El hallazgo fue contundente. Las células inmunitarias de quienes habían sido obesos conservaban alteraciones epigenéticas que distorsionaban su comportamiento. "El sistema inmunitario retiene un registro molecular de exposiciones metabólicas pasadas", resume Belinda Nedjai, autora principal del estudio e investigadora del Instituto Wolfson de Salud de la Población de la Universidad Queen Mary de Londres. Ese registro, lamentablemente, no es un simple archivo muerto, sino una guía activa que sigue enviando órdenes equivocadas.
Riesgos que no desaparecen con la dieta (al menos no de inmediato)
La consecuencia directa es que quienes logran bajar de peso siguen expuestos a enfermedades asociadas tradicionalmente con la obesidad. "La pérdida de peso a corto plazo puede no reducir inmediatamente el riesgo de diabetes tipo 2 y algunos tipos de cáncer", advierte Claudio Mauro, coautor principal del estudio y especialista del Departamento de Inflamación y Envejecimiento de la Universidad de Birmingham. No es pesimismo médico, es biología celular.
Pero hay un matiz esperanzador: esa memoria no es permanente, aunque sí muy persistente. Mauro explica que el manejo continuo del peso tras la pérdida hará que el recuerdo de la obesidad se desvanezca lentamente. ¿Cuánto tiempo? Probablemente entre cinco y diez años de mantenimiento sostenido del peso saludable.
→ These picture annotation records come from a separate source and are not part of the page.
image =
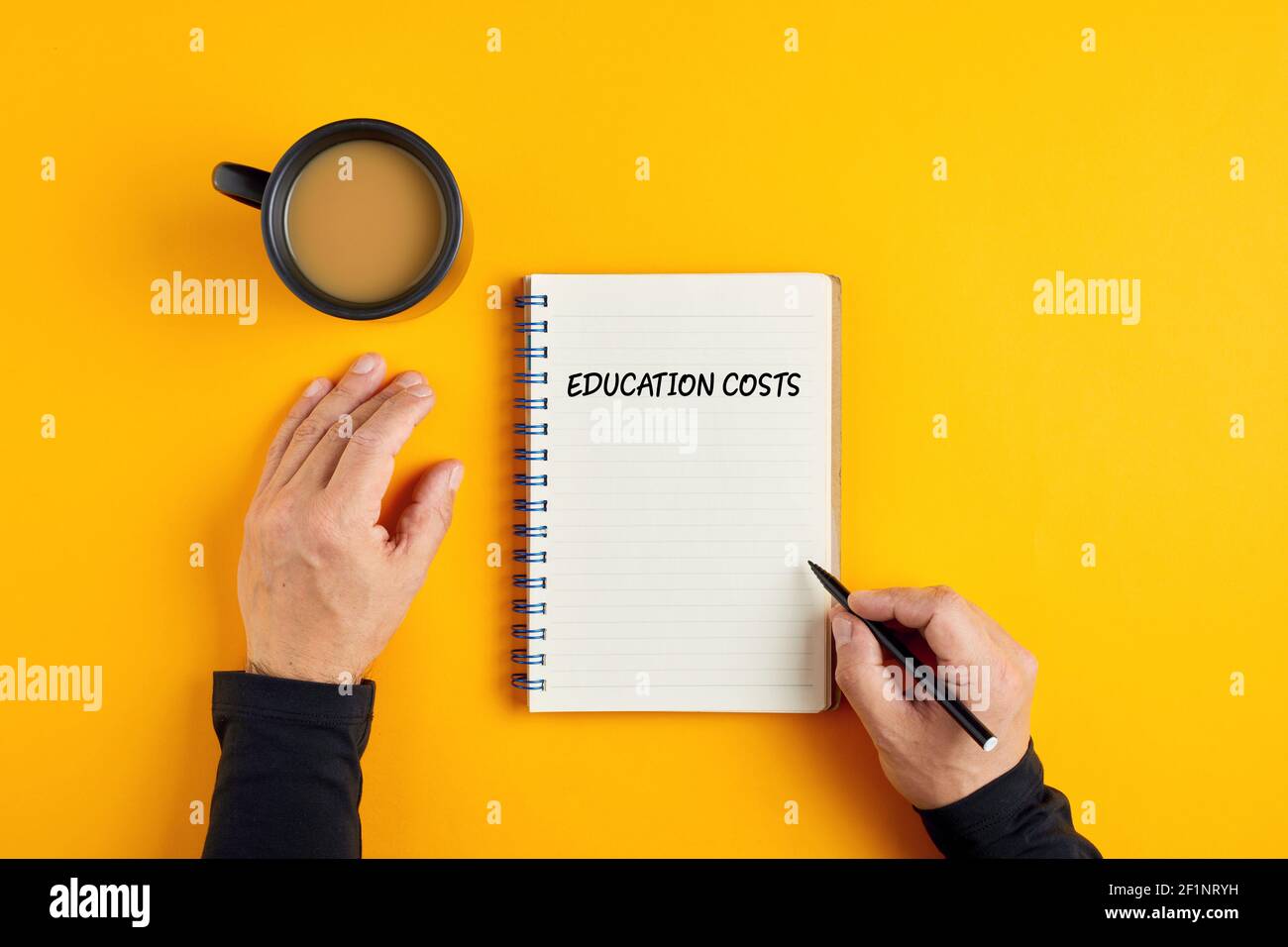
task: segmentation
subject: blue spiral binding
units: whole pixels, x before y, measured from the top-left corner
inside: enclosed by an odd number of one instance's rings
[[[545,295],[523,295],[515,296],[514,299],[515,308],[524,311],[536,307],[545,308],[549,304],[550,300]],[[524,445],[515,448],[514,459],[527,464],[528,469],[522,474],[514,475],[514,486],[523,487],[524,493],[515,497],[513,510],[515,513],[524,514],[526,522],[515,523],[513,532],[515,537],[536,540],[545,539],[549,533],[545,523],[532,522],[532,514],[545,513],[547,510],[547,501],[528,499],[527,488],[550,486],[550,478],[546,474],[532,472],[532,464],[550,460],[550,451],[545,447],[531,447],[527,438],[547,437],[550,434],[550,425],[547,423],[532,420],[533,411],[547,411],[550,408],[550,399],[531,397],[528,388],[531,385],[545,385],[550,383],[549,372],[533,370],[533,362],[538,358],[549,358],[550,349],[545,345],[535,344],[532,338],[537,332],[549,332],[550,322],[549,320],[532,318],[527,312],[524,312],[522,320],[514,323],[514,331],[523,336],[523,344],[514,348],[515,358],[523,359],[523,370],[514,372],[514,383],[522,387],[520,394],[514,398],[514,407],[524,412],[524,420],[515,421],[514,424],[514,434],[524,438]],[[546,562],[546,550],[544,549],[516,548],[511,550],[511,555],[515,564],[519,566],[532,566],[535,563]],[[533,576],[529,572],[515,572],[510,577],[510,584],[515,589],[531,593],[533,589],[545,589],[546,577]],[[516,598],[510,600],[510,611],[515,615],[523,616],[545,615],[546,603],[533,602],[531,598]],[[516,665],[523,665],[524,667],[545,665],[545,653],[531,648],[532,642],[545,640],[546,630],[544,627],[532,627],[527,622],[515,622],[510,625],[510,636],[526,643],[526,647],[523,648],[510,649],[510,661]],[[519,691],[545,691],[546,679],[536,678],[527,670],[515,671],[510,674],[510,685],[518,688]]]

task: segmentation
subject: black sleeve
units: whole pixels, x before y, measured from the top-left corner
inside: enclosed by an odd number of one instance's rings
[[[1078,835],[1069,800],[1045,785],[1033,741],[993,782],[940,809],[917,809],[948,858],[1100,858]]]
[[[374,682],[215,671],[223,752],[204,858],[361,858],[362,767]]]

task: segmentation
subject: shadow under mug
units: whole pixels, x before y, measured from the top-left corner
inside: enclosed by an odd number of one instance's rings
[[[415,157],[429,173],[443,197],[443,242],[425,274],[392,299],[354,303],[314,286],[300,271],[286,238],[286,201],[300,171],[327,148],[345,142],[368,140],[395,144]],[[416,305],[447,277],[461,246],[464,211],[461,191],[442,156],[415,131],[379,119],[345,119],[309,131],[292,144],[273,170],[263,171],[228,161],[215,165],[215,191],[260,211],[264,249],[273,269],[296,296],[330,316],[344,320],[380,320]]]

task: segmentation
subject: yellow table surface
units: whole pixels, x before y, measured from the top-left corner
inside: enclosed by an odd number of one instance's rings
[[[529,715],[507,684],[513,312],[488,287],[795,269],[844,281],[845,577],[952,584],[1036,652],[1048,781],[1106,854],[1285,854],[1283,4],[8,17],[0,664],[98,664],[104,694],[0,703],[0,854],[201,850],[246,501],[287,405],[367,349],[438,392],[395,488],[468,468],[372,673],[367,856],[934,854],[849,710]],[[465,196],[469,269],[420,318],[310,311],[210,187],[358,116],[419,131]],[[153,314],[173,271],[258,278],[258,322]],[[1139,278],[1139,325],[1036,314],[1056,271]]]

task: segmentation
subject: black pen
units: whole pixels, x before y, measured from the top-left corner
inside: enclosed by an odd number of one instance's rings
[[[819,568],[813,562],[809,567],[814,569],[814,575],[818,576],[818,581],[823,584],[823,588],[827,589],[828,594],[840,602],[845,611],[867,625],[872,636],[881,643],[881,647],[885,648],[891,657],[899,661],[900,665],[903,665],[904,674],[911,670],[917,680],[926,680],[927,678],[925,675],[929,674],[929,680],[935,682],[935,701],[948,713],[948,716],[956,720],[958,725],[966,731],[967,734],[970,734],[971,740],[984,747],[985,752],[997,746],[997,737],[989,732],[988,727],[979,722],[979,718],[970,711],[970,707],[956,697],[949,697],[940,691],[935,669],[918,661],[916,655],[913,655],[904,646],[904,643],[899,640],[899,635],[894,631],[894,629],[889,629],[878,621],[868,621],[862,615],[857,615],[855,611],[850,608],[850,590],[841,585],[841,580],[827,569]]]

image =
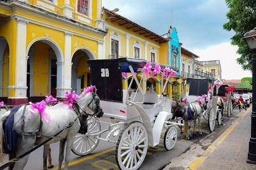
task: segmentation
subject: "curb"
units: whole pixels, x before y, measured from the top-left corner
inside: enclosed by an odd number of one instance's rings
[[[251,109],[252,106],[249,108]],[[249,108],[248,108],[249,109]],[[201,156],[197,157],[191,163],[190,163],[187,170],[196,169],[199,165],[201,165],[208,157],[209,154],[213,152],[216,148],[221,144],[223,140],[229,135],[229,134],[233,131],[235,126],[239,123],[241,120],[249,112],[251,109],[247,109],[244,113],[242,114],[241,116],[232,124],[227,130],[225,131],[204,152]]]

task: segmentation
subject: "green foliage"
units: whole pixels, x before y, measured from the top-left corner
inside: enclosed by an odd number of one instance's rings
[[[179,100],[181,98],[181,94],[180,93],[175,93],[174,95],[172,95],[172,99]]]
[[[256,25],[256,0],[226,0],[226,2],[230,8],[226,14],[229,21],[224,24],[223,28],[235,32],[235,35],[231,38],[231,44],[238,46],[236,53],[241,55],[236,62],[241,65],[243,70],[252,70],[252,52],[243,38],[246,32]]]
[[[250,84],[249,81],[244,81],[236,84],[236,87],[247,88],[249,90],[252,90],[252,86]]]
[[[248,81],[251,85],[252,85],[252,77],[244,77],[241,80],[241,81]]]

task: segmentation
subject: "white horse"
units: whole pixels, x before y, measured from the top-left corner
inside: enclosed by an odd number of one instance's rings
[[[223,111],[224,109],[224,102],[223,101],[223,99],[221,97],[218,97],[217,99],[217,106],[218,106],[218,108],[221,109],[221,117],[223,116]]]
[[[62,163],[64,158],[64,147],[66,142],[66,155],[65,162],[65,169],[68,169],[68,165],[69,161],[71,148],[73,144],[76,135],[78,132],[80,124],[78,117],[83,117],[88,106],[94,114],[102,116],[103,112],[99,106],[99,98],[95,92],[95,89],[91,92],[89,92],[85,95],[80,95],[77,100],[80,113],[76,113],[73,109],[69,109],[69,106],[62,103],[53,106],[46,106],[44,113],[51,120],[46,122],[44,119],[40,118],[40,113],[37,110],[34,114],[31,114],[31,106],[27,106],[24,110],[24,128],[22,127],[22,118],[24,106],[22,106],[15,113],[14,115],[14,123],[13,129],[16,131],[18,136],[17,146],[14,152],[16,157],[26,153],[33,148],[35,143],[41,143],[46,141],[49,137],[54,136],[62,129],[69,126],[71,123],[73,125],[63,131],[57,137],[54,137],[44,146],[43,153],[43,169],[47,169],[47,155],[49,146],[51,143],[60,141],[60,153],[59,156],[59,169],[61,169]],[[10,111],[4,114],[0,118],[0,131],[2,132],[2,122],[7,116],[10,114]],[[77,115],[78,114],[78,115]],[[41,122],[40,122],[40,119]],[[23,138],[21,131],[24,129],[24,132],[35,132],[40,129],[40,123],[42,123],[40,130],[41,135],[24,135]],[[81,124],[84,126],[84,124]],[[0,147],[2,149],[2,134],[0,133]],[[1,151],[1,149],[0,149]],[[15,163],[13,169],[23,169],[29,159],[29,154],[24,157]]]
[[[187,103],[185,106],[185,107],[183,110],[183,114],[184,119],[184,132],[186,135],[187,140],[190,140],[191,137],[190,131],[190,126],[188,125],[188,123],[190,123],[192,121],[194,121],[193,134],[194,134],[196,129],[196,121],[197,119],[198,119],[199,134],[202,135],[201,120],[202,113],[205,112],[207,109],[207,98],[206,97],[204,97],[203,101],[201,103],[199,103],[197,101],[194,101],[192,103]]]

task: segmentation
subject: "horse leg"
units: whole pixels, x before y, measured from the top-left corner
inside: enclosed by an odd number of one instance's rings
[[[184,113],[184,132],[186,135],[187,140],[190,140],[188,136],[188,106],[185,106],[185,113]]]
[[[47,156],[49,151],[49,144],[46,144],[43,146],[43,169],[47,170]]]
[[[54,165],[52,163],[52,149],[51,147],[49,146],[49,151],[48,151],[48,168],[52,168],[54,167]]]
[[[15,158],[16,158],[16,154],[15,154],[15,152],[10,152],[9,154],[9,160],[11,160],[12,159],[14,159]],[[14,165],[15,165],[15,164],[13,163],[13,164],[12,164],[11,165],[10,165],[9,167],[8,167],[8,169],[9,170],[12,170],[12,169],[13,169],[13,168],[14,168]]]
[[[64,159],[64,147],[66,143],[66,139],[60,140],[60,153],[59,154],[59,170],[62,169],[62,162]]]
[[[199,135],[202,135],[202,132],[201,132],[201,118],[199,117],[198,118],[198,126],[199,127]]]
[[[194,129],[193,130],[193,135],[196,135],[196,120],[197,118],[194,119]]]
[[[75,136],[69,137],[66,140],[66,155],[65,157],[65,170],[68,170],[68,163],[70,159],[70,154],[71,152],[72,146],[74,141]]]
[[[16,154],[17,157],[32,149],[35,142],[35,137],[25,136],[25,142],[23,141],[22,137],[19,137],[17,141],[17,149]],[[29,154],[24,157],[15,163],[13,169],[24,169],[29,157]]]

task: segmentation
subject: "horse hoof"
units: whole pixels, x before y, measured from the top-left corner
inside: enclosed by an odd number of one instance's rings
[[[54,168],[54,165],[49,165],[49,166],[48,166],[48,168],[49,168],[49,169],[52,168]]]

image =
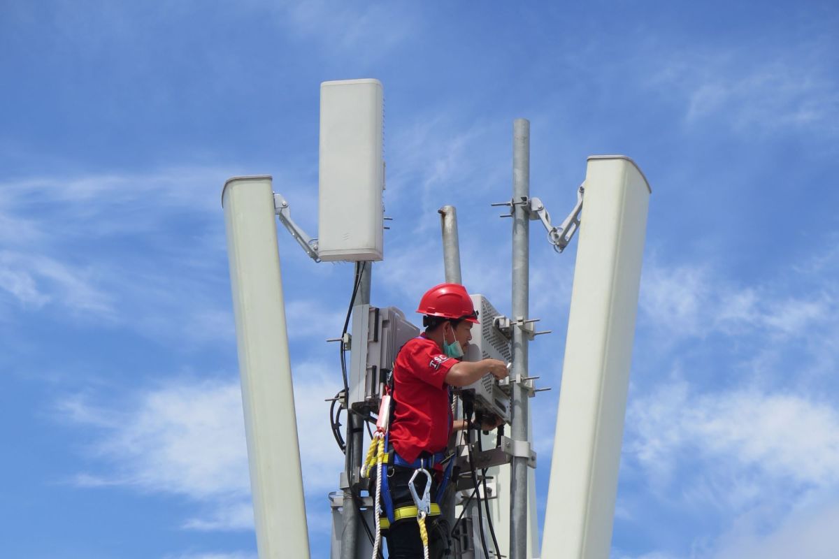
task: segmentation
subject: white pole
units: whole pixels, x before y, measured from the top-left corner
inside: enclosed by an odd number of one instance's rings
[[[260,559],[309,557],[271,177],[221,191]]]
[[[628,158],[588,159],[542,559],[607,559],[650,189]]]

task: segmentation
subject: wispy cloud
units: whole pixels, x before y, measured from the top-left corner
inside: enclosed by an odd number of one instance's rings
[[[0,251],[0,289],[24,308],[55,305],[81,315],[112,320],[113,298],[97,285],[97,273],[49,256]]]
[[[91,458],[99,480],[198,500],[245,499],[249,494],[242,397],[237,383],[181,380],[137,394],[119,407],[79,396],[58,410],[99,433]]]
[[[22,234],[0,253],[0,294],[23,312],[69,309],[164,342],[232,339],[229,299],[217,295],[227,295],[227,172],[7,180],[0,226]]]
[[[341,387],[340,373],[320,363],[294,368],[298,436],[307,495],[334,490],[343,456],[329,428],[325,398]],[[80,487],[128,486],[188,497],[199,513],[182,528],[203,531],[253,529],[242,393],[237,380],[180,378],[119,402],[68,396],[61,417],[89,429],[89,471]],[[328,525],[328,523],[326,523]],[[322,528],[322,526],[321,526]]]
[[[696,394],[679,382],[638,399],[627,424],[628,453],[665,486],[689,460],[709,466],[710,475],[721,473],[715,463],[734,467],[720,499],[737,494],[736,486],[749,479],[798,488],[839,484],[839,414],[812,397],[756,389]]]
[[[759,515],[743,515],[719,539],[707,556],[712,559],[834,557],[839,500],[816,500],[792,510],[769,529]]]
[[[710,265],[664,266],[654,256],[644,263],[639,304],[648,325],[670,336],[763,331],[789,338],[832,320],[835,292],[829,282],[803,296],[782,284],[737,286]]]
[[[685,121],[694,125],[722,118],[740,132],[817,130],[839,132],[839,93],[826,53],[832,39],[818,38],[805,49],[748,45],[723,51],[675,52],[654,80],[685,100]]]

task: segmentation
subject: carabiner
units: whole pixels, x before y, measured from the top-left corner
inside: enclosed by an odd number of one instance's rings
[[[425,491],[423,492],[422,499],[417,494],[416,489],[414,488],[414,480],[416,479],[417,475],[420,473],[425,474]],[[410,489],[411,497],[414,498],[414,504],[417,505],[417,515],[422,515],[425,518],[428,516],[431,512],[431,474],[429,474],[428,470],[425,468],[418,468],[414,470],[414,475],[411,476],[410,481],[408,482],[408,489]]]

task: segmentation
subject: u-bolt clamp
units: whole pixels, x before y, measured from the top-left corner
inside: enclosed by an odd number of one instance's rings
[[[420,474],[425,474],[426,479],[425,491],[423,492],[422,499],[417,494],[416,489],[414,487],[414,480]],[[425,468],[418,468],[414,470],[414,475],[408,482],[408,489],[410,489],[411,497],[414,498],[414,504],[417,505],[417,516],[425,518],[431,512],[431,474]]]

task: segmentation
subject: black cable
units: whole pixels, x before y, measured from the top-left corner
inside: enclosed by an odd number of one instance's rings
[[[344,437],[341,434],[341,407],[338,408],[337,412],[335,411],[335,406],[341,400],[341,393],[338,392],[335,395],[335,399],[332,400],[331,405],[329,406],[329,423],[332,429],[332,437],[335,437],[335,442],[338,443],[338,448],[341,452],[347,453],[347,443],[344,442]]]
[[[481,492],[478,490],[477,474],[475,473],[475,459],[472,452],[472,403],[463,402],[463,416],[466,418],[466,450],[469,453],[469,470],[472,473],[472,484],[475,485],[475,492],[477,499],[477,526],[481,532],[481,547],[483,549],[483,556],[489,557],[489,550],[487,548],[487,536],[483,533],[483,511],[481,510]]]
[[[481,443],[481,435],[477,436],[477,450],[483,452],[483,444]],[[498,540],[495,537],[495,528],[492,526],[492,515],[489,513],[489,499],[487,499],[487,468],[481,470],[481,477],[483,478],[483,507],[487,510],[487,524],[489,525],[489,535],[492,536],[492,545],[495,546],[495,556],[501,556],[501,548],[498,547]],[[478,505],[480,506],[480,505]]]
[[[475,488],[475,490],[472,491],[472,494],[471,495],[469,495],[469,499],[466,499],[465,501],[463,501],[463,503],[461,503],[461,505],[463,508],[461,509],[461,514],[457,517],[457,520],[455,520],[455,525],[452,526],[452,528],[451,528],[451,537],[455,536],[455,531],[457,530],[457,525],[461,523],[461,520],[463,520],[463,515],[466,514],[466,508],[468,508],[468,506],[469,506],[469,503],[472,503],[472,499],[475,499],[475,495],[476,494],[477,494],[477,487]]]
[[[356,267],[356,278],[354,281],[355,285],[352,287],[352,296],[350,298],[350,306],[347,309],[347,318],[344,319],[344,329],[341,332],[341,373],[344,379],[344,391],[347,395],[350,394],[350,384],[347,378],[347,355],[345,352],[347,351],[346,345],[344,344],[344,337],[347,335],[347,330],[350,326],[350,315],[352,314],[352,307],[356,303],[356,294],[358,292],[358,286],[362,283],[362,276],[364,275],[364,267],[367,266],[367,262],[362,262],[361,266]]]

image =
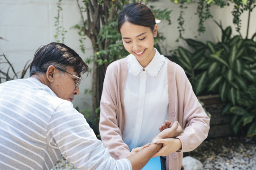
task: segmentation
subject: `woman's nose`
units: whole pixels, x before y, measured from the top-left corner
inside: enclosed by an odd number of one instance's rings
[[[135,51],[138,52],[137,51],[140,49],[139,43],[137,42],[135,42],[133,43],[133,50]]]
[[[74,95],[79,94],[79,93],[80,93],[80,91],[79,91],[79,86],[78,85],[75,88],[73,93]]]

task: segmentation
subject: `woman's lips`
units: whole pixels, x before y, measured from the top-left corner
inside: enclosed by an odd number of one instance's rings
[[[133,52],[136,54],[136,55],[137,55],[137,56],[140,56],[140,55],[143,55],[144,52],[145,52],[146,49],[145,49],[142,51],[140,51],[139,52],[135,52],[135,51],[133,51]]]

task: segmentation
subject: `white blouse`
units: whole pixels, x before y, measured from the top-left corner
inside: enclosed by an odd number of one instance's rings
[[[127,56],[122,136],[130,151],[151,143],[160,132],[159,127],[168,119],[167,63],[155,49],[155,54],[146,68],[134,55]]]

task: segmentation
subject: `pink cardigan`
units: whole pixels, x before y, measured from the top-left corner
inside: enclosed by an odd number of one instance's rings
[[[184,130],[177,137],[182,142],[182,151],[167,156],[166,169],[180,170],[183,153],[195,149],[207,137],[210,119],[198,102],[183,69],[169,60],[167,61],[169,120],[178,120]],[[110,64],[106,73],[101,101],[101,140],[116,159],[126,158],[130,153],[122,139],[125,123],[124,102],[127,75],[126,58]]]

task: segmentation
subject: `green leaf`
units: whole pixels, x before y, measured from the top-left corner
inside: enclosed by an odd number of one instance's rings
[[[200,49],[199,50],[196,50],[194,53],[193,53],[193,54],[192,54],[192,60],[197,60],[199,58],[201,58],[201,59],[202,58],[204,59],[203,54],[204,54],[205,51],[205,48]]]
[[[238,83],[242,89],[246,89],[247,88],[247,85],[245,79],[242,77],[235,75],[235,81]]]
[[[250,80],[253,81],[255,81],[255,76],[252,74],[252,72],[250,71],[249,70],[244,70],[243,71],[244,75],[249,80]]]
[[[230,90],[229,92],[229,99],[234,105],[236,105],[236,94],[235,88],[231,87]]]
[[[207,47],[209,48],[209,49],[210,50],[211,53],[215,53],[216,50],[214,47],[215,46],[215,45],[213,43],[210,41],[207,41],[206,45]]]
[[[222,76],[219,76],[210,81],[210,83],[208,87],[208,91],[210,92],[213,91],[219,83],[222,78]]]
[[[226,42],[229,39],[232,29],[230,26],[228,26],[222,33],[222,42]]]
[[[232,46],[238,43],[238,42],[241,39],[239,35],[236,35],[229,42],[229,45]]]
[[[233,106],[233,104],[232,104],[230,102],[228,102],[224,105],[222,108],[222,110],[221,110],[221,115],[230,114],[231,113],[229,111],[229,110],[232,106]]]
[[[240,75],[242,72],[243,68],[241,61],[238,60],[236,60],[234,64],[234,67],[235,68],[236,68],[236,71],[238,74],[238,75]]]
[[[202,64],[205,62],[205,58],[202,58],[200,60],[199,62],[196,63],[196,65],[194,66],[194,67],[193,68],[193,69],[194,70],[195,70],[196,69],[200,69],[201,68],[201,66],[202,66]]]
[[[255,52],[256,52],[256,47],[248,47],[248,49],[254,51]]]
[[[206,47],[203,43],[200,41],[195,41],[192,39],[186,39],[184,40],[190,46],[192,47],[194,49],[202,49]]]
[[[226,101],[228,91],[227,82],[224,81],[223,83],[220,83],[219,87],[219,94],[222,101]]]
[[[254,62],[254,60],[251,57],[248,56],[243,56],[242,58],[245,60],[246,60],[252,62]]]
[[[233,68],[234,61],[236,59],[236,55],[237,53],[237,47],[236,45],[234,45],[232,47],[231,50],[230,51],[230,53],[229,55],[229,65],[230,66],[231,68]]]
[[[229,69],[229,70],[228,70],[226,74],[226,76],[227,79],[228,80],[229,82],[231,83],[234,76],[233,70],[231,69]]]
[[[211,54],[210,55],[210,57],[211,57],[213,59],[214,59],[215,60],[216,60],[217,61],[223,64],[224,65],[227,66],[227,68],[229,68],[229,66],[228,64],[228,63],[224,61],[223,59],[219,58],[220,54]]]
[[[253,115],[246,116],[244,118],[244,123],[243,124],[243,126],[244,126],[247,124],[251,123],[255,117],[255,116]]]
[[[217,62],[211,64],[208,69],[208,74],[214,74],[219,70],[219,66]]]

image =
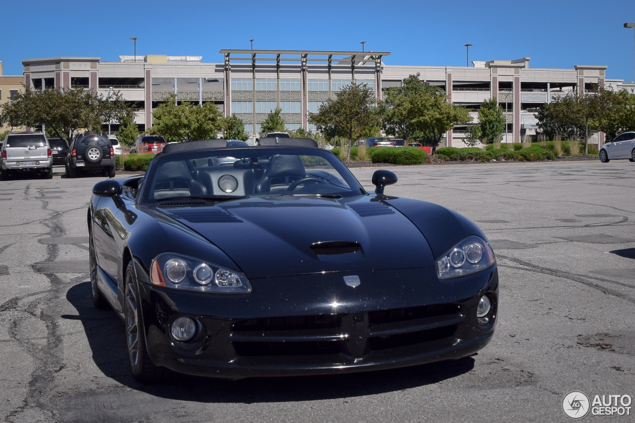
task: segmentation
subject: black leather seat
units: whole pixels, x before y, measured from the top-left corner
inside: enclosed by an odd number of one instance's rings
[[[277,178],[297,179],[307,175],[302,161],[297,156],[276,155],[271,158],[271,164],[265,171],[260,180],[256,184],[256,192],[271,191],[272,181]],[[286,183],[290,180],[285,180]]]
[[[192,177],[189,168],[183,161],[164,163],[155,180],[154,199],[207,194],[205,185]]]

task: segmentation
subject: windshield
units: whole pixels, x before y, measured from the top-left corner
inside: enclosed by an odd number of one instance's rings
[[[319,149],[246,147],[157,156],[142,202],[193,198],[344,197],[365,193],[337,158]]]
[[[46,147],[46,138],[42,134],[28,133],[8,135],[5,147]]]

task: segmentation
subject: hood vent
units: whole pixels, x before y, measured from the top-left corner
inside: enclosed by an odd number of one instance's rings
[[[192,223],[241,223],[243,221],[234,215],[219,208],[195,208],[175,211],[170,213],[178,218]]]
[[[201,206],[206,204],[208,203],[200,200],[185,200],[183,201],[161,201],[157,205],[159,207],[166,207],[168,206]]]
[[[311,251],[316,255],[335,255],[363,252],[359,243],[352,241],[326,241],[311,244]]]
[[[394,214],[394,211],[390,207],[379,202],[353,203],[348,206],[359,215],[360,217]]]

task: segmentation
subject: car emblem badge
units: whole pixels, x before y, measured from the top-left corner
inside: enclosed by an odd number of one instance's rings
[[[359,281],[359,276],[344,276],[344,283],[349,286],[355,288],[359,286],[361,282]]]

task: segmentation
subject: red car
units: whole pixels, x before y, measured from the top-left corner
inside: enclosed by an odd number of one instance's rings
[[[420,143],[418,142],[409,142],[408,143],[408,147],[415,147],[421,150],[423,150],[429,154],[432,154],[432,147],[423,147]]]
[[[161,135],[142,135],[135,141],[135,152],[141,154],[149,152],[157,153],[163,151],[168,145],[165,138]]]

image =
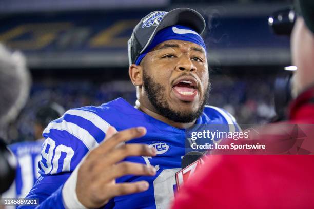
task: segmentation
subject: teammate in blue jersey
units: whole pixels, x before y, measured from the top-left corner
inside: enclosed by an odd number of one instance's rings
[[[26,141],[9,146],[17,160],[14,183],[3,195],[4,198],[23,198],[27,195],[40,176],[38,163],[41,159],[42,145],[44,139],[42,133],[51,121],[60,117],[64,109],[53,103],[40,108],[35,114],[33,141]]]
[[[205,28],[188,8],[153,12],[139,23],[128,43],[135,107],[119,98],[70,110],[48,126],[41,176],[27,196],[39,199],[36,208],[168,207],[185,130],[195,124],[237,129],[228,113],[205,106]]]

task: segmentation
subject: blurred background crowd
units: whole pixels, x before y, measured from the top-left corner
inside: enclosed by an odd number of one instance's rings
[[[2,0],[0,41],[23,52],[31,70],[30,99],[10,126],[9,143],[33,140],[40,107],[66,110],[117,97],[131,104],[127,41],[152,10],[176,7],[205,16],[212,90],[208,104],[225,108],[240,124],[275,116],[273,83],[290,65],[289,37],[278,36],[269,16],[288,0]]]

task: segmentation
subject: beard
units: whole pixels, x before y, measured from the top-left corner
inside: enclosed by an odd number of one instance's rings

Es decir, no basta con adelgazar una vez; hay que sostenerlo durante años para que el sistema inmunitario "olvide" por completo aquella etapa de exceso.
Oportunidades terapéuticas: cómo acelerar el olvido celular
La buena noticia es que los científicos ya buscan atajos para acelerar este proceso de "desmemoria". El estudio sugiere la posible reutilización de fármacos como los inhibidores de SGLT2, medicamentos originalmente diseñados para la diabetes que han mostrado potencial para reducir la inflamación y ayudar al sistema inmunitario a eliminar células envejecidas (senescentes) que se acumulan en la obesidad.
El equipo investigador utilizará estos hallazgos para desarrollar tratamientos dirigidos que restauren el funcionamiento típico del sistema inmunitario, actualmente inhibido por ese marcado del ADN. Estos fármacos podrían administrarse junto con las terapias de pérdida de peso existentes, reduciendo así el riesgo de enfermedades metabólicas y cáncer que la obesidad exacerba. Mientras llegan esas opciones, el mensaje es claro: perder peso es fundamental, pero mantenerlo durante años lo es todavía más.